>>291031002/2
But then I can flip a switch.
I can flip a switch and become a girl too
I can dress like a girl and look better than the average woman my age and even 10-15 years younger. I can call up one of the two guys I suck and fuck and have WILD ass sex with, or give a slow and loving blow job to a nice dick that shoots a pretty good sized load to enjoy the taste of.

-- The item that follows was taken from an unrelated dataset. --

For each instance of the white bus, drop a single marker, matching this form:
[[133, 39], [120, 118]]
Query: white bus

I can log in to Grindr and see literally hundreds of messages and hard dicks that want to be inside my cute, soft and pretty body. I can enjoy feeling all the things that a woman feels when she's attractive. The utter desire of mass amounts of men...desire that'll make them do almost anything to get their dick inside of you. How they hold you and treat you and talk to you. How they look at you. How it feels to be pretty and soft and cute and vulnerable and have this man treat you like a woman. The whole aura/energy around 'being a woman' is an indescribable pleasure, even without the sex. I even love doing 'housewife duty' and cleaning, cooking, laundry etc. It feels hot as fuck to be dressed all sissified, cooking dinner in a thong and sundress, long hair cascading down across your shoulders, every little thigh and ass cheek jiggle gazed at, downright coveted by your man. Something as simple as a thigh jiggle sends him into the frenzy of horniness. No, you dont have to make good money or have a nice house or provide anything for anyone as a women really...you just have to exist and do the most basic of daily tasks to be appreciated and loved. You barely even have to be cute; you can be a fat slob of a women and still be desired by *someone*.
But then I can flip the switch back to being a guy.
Women are stuck just being women. I can literally enjoy the best of both worlds, and it actually makes my GF jealous. The look in her eyes when she sees my hotness is pure jealousy; jealous that this masculine man can suddenly morph into something hotter than she is.